TIME Ukraine

Blame Game Unfolds After Malaysia Airlines Flight 17 Crash

A part of the wreckage of a Malaysia Airlines Boeing 777 plane is seen after it crashed near the settlement of Grabovo in the Donetsk region, July 17, 2014.
A part of the wreckage of a Malaysia Airlines Boeing 777 plane is seen after it crashed near the settlement of Grabovo in the Donetsk region, July 17, 2014. Maxim Zmeyev—Reuters

Ukrainian President Petro Poroshenko called it a "terrorist action."

Updated 7:55 p.m. EST

Ukrainian officials blamed a “terrorist action” for the crash of Malaysia Airlines Flight 17 on Thursday, while pro-Russian separatists, who said they do not have weaponry advanced enough to shoot down an airliner, accused Ukrainian forces of causing the crash.

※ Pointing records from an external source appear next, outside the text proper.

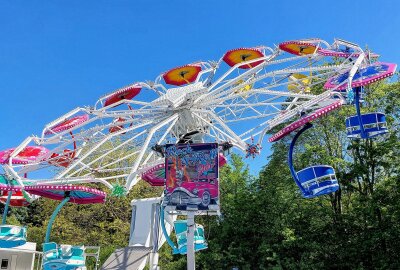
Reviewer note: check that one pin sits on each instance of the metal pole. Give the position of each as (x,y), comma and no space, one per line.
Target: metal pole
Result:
(53,217)
(191,262)
(6,208)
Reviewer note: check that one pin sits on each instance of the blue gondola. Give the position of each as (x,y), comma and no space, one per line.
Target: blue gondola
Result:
(365,126)
(315,180)
(180,227)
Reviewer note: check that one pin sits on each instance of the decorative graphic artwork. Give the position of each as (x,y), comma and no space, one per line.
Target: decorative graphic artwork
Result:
(192,176)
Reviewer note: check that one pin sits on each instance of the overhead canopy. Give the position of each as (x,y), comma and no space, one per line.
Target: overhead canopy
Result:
(77,194)
(298,47)
(241,55)
(304,120)
(68,123)
(27,155)
(182,75)
(366,75)
(128,92)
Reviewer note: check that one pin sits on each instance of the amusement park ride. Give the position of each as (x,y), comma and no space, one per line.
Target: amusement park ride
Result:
(174,131)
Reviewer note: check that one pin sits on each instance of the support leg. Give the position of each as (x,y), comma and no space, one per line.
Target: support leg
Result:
(191,263)
(6,208)
(53,217)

The Boeing 777 was flying at around 33,000 feet over eastern Ukraine en route from Amsterdam to Kuala Lumpur when it crashed, killing all 298 people on board. That updated number, revised from 295, came from a Malaysia Airlines statement posted late Thursday, and reflects that there were three infants aboard the flight. The nationalities of those aboard, per the airline, break down as follows:

Screen Shot 2014-07-17 at 8.25.54 PM

An adviser in Ukraine’s Interior Ministry said on his Facebook page that the plane was shot down by a Russian-made radar-guided missile system known as the BUK. Ukrainian officials have denied that Ukrainian military forces were involved.

“MH-17 is not an incident or catastrophe, it is a terrorist attack,” Ukrainian President Petro Poroshenko tweeted.

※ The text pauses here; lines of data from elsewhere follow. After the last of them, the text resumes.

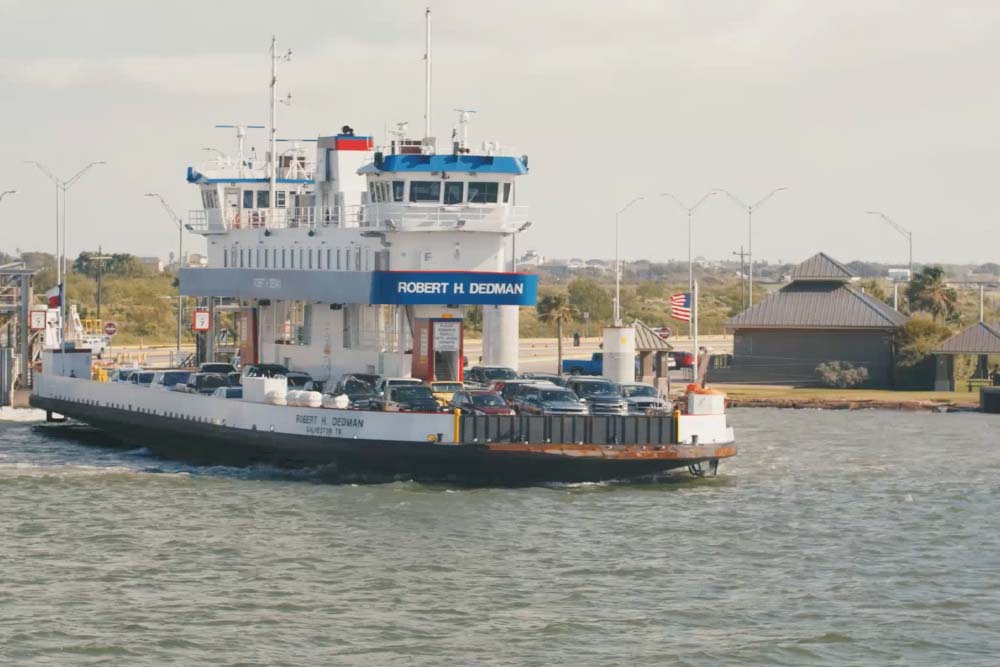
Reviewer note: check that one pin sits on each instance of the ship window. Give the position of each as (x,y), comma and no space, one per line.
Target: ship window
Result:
(482,193)
(425,191)
(453,192)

On Thursday, Oleg Tsarev, one of the leaders of the breakaway Donetsk People’s Republic, told TIME that the separatists don’t have the weapons to reach the altitude at which the plane was flying.

But as TIME’s Simon Shuster reports, Russian state media congratulated rebels last month for seizing BUK missile launchers from a Ukrainian air force base. This week, separatists shot down a military transport plane and reportedly brought down two other military aircraft–Ukraine said at least one was downed by an air-to-air missile, suggesting a Russian jet was to blame. And on Thursday afternoon, Russian media claimed the rebels had brought down yet another Ukrainian military plane over the town of Torez, just prior to reports that MH17 was shot down in the same area.

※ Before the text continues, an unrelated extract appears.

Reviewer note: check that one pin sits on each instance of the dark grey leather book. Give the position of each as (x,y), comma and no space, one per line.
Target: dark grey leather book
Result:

According to Eurocontrol, the agency that manages European air traffic, Ukrainian authorities had previously barred airliners in the area from flying below 32,000 feet. Authorities have now closed routes of all altitudes in the area, Eurocontrol said Thursday.

U.S. Vice President Joe Biden said Thursday afternoon that the plane has “apparently been shot down. Shot down not an accident. Blown out of the sky.” Biden, who spoke with Poroshenko after the crash, said earlier in the day that the U.S. was sending a team to help investigate.

Also on Thursday, President Barack Obama said he was still working to determine whether there were Americans on board. Obama was on the phone with Russian President Vladimir Putin regarding newly imposed U.S. sanctions on Russia as news of crash emerged, and the White House said the crash came up in the conversation.

The Federal Aviation Administration was in contact with US carriers following the crash of Malaysian Air Flight 17, the agency said Thursday. The FAA confirmed that carriers have voluntarily agreed not operate in the airspace near the Russian-Ukraine border, and is monitoring the situation to determine whether further guidance is necessary.

French President President François Hollande called for an investigation into the cause of the crash of Flight 17, which was carrying at least four French nationals, according to that country’s foreign ministry. France has advised airlines to avoid any routes through Ukraine.